Find the peaks#

Reminder

  • Start the exercise with the Python template file in the src directory corresponding to the exercise.

    • Your code must be added to the main function.

    • If you write generic functions, put them into libraries to reuse them easily in other applications. Look at Library and Module documentation for more details on Python libraries.

    • You should carefully follow the division in steps proposed for every exercise and provide specific signatures for each step when this is specified.

  • Git operations:

    • Commit very frequently with relevant message. Focus on making clear the reasons why you made the change.

    • Push once a significant result is obtained.

  • Code quality:

    • Check frequently the PyCharm annotations about your code, for example the colored signals in the right vertical gutter.

    • Execute the check_commit_status.py script to check the validation tests.

    • Assess the quality of your code with SonarQube.

  • Documentation:

    • Add docstrings (""" ... """) at begining of ALL functions & classes.

    • Add one-line comments wherever this is useful to understand your code.

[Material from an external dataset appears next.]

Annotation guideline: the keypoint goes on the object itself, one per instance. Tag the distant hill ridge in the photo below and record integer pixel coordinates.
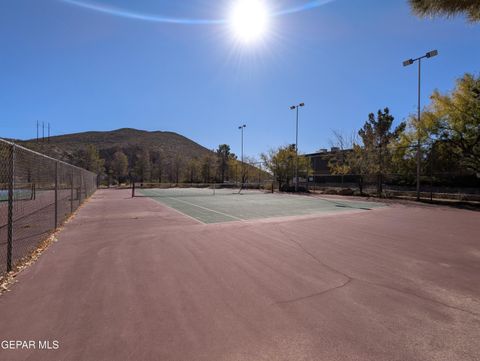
(128, 140)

  • Refer to slides for detailed information on technical topics.

Goal#

Before trying to recognize the celestial objects present on a image (later exercises), one must first analyse the image, in search for peaks, i.e. pixels whose value is greater than their neightbors. So to find them more precisely, one can reduce the image noise by convoluting it with a fixed gaussian pattern.


Principle#

An image is a 2D array of pixels. We want to identify all regions of this image, made of contiguous pixels, called clusters. (These regions will be later on associated with celestial objects we want to characterize).

Remark: Of course, the definition of a cluster presented here is very simplistic. In real searches, much more sophisticated algorihms are used. However, this is sufficient to give a realistic vision of the process used in astronomy.

To identify the contiguous pixels, only the pixels with a luminosity value greater than a threshold are considered.

To isolate and identify all these regions, we decompose the algorithm in several steps:

  • We construct a 2D normalized sharp gaussian pattern (i.e. whose integral is 1.0)

  • We first extend the image by adding a margin of extra pixels all around it, so as to limit the side effects at the borders of the convolution algorithms. In principle, those extra pixels should preferably be filled in using background values. However for practical reasons, we simplify this and just fill it with zeroes. This impact is negligible in our case, but should considered when working on a real physics case.

  • We then build a convoluted image derived from the raw image, and having the same shape (size):

    This is obtained by doing a 2D linear scan of the image grid, (line by line: the first row is scanned, then the second one…)

    At each position, a scalar value is computed by doing a convolution operation as follows:

    • a 9x9 sub-image is extracted from the raw image, centered at the scan current position (thus possibly including the added margin pixels when the scan position is close to the image border).

    • Then, the convolution consists in multiplying the gaussian pattern by this sub-image (using element by element multiplication) and summing the resulting pixels.

    • all those scalar values are stored in the convoluted image.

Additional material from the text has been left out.